予定日の9月末からの気候に合わせて、里帰りの荷物も一通りまとめられたかしら…という8月末頃。

朝方4時頃に「お腹が張るあなぁ…」と気付いたところから始まり、数時間後の朝9時48分、36週0日の早産で第二子である次男が誕生しました。

幸い早産でありつつも体重は2300gを超えていて自発呼吸もしっかりしており、健康そのもの。

ただ…。

「お腹が張るなぁ」から出産までわずか5時間。

私、超絶スピード出産体質なんです!

それ自体は楽で良いのですが(医学的にどうかは知りませんが)、問題は9月末からの気候に合わせて準備した里帰り用の荷物。

いや、今まだ真夏やないか…

もし、陣痛が進まず自宅で様子を見る数時間などがあれば、夫にあれこれ伝えられたのかもしれません。

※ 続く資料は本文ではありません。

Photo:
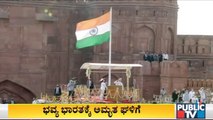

でも残念ながら、息つく暇もなく出産まで走り抜けてしまった私は、産後病室のベッドでその事実に気付く羽目になったわけです。

さて困りました。

私はもう家には帰れない。

退院の日に、新生児を抱えて一旦自宅に戻り、荷造りしなおしてから実家に…とか、しんどすぎる。

これは夫に頑張ってもらうしかない…。

思いがけない早産やら出産の興奮やらで、テンパりながら

「あのな、いつも長男の服を入れてるケースの下の段にな、里帰り用の荷造りしてあるねんけどな、9月末のつもりやったから秋服が入っててな…」

と早口でまくしたてる私。

そんな私に、夫は落ち着いた様子で言ったのです。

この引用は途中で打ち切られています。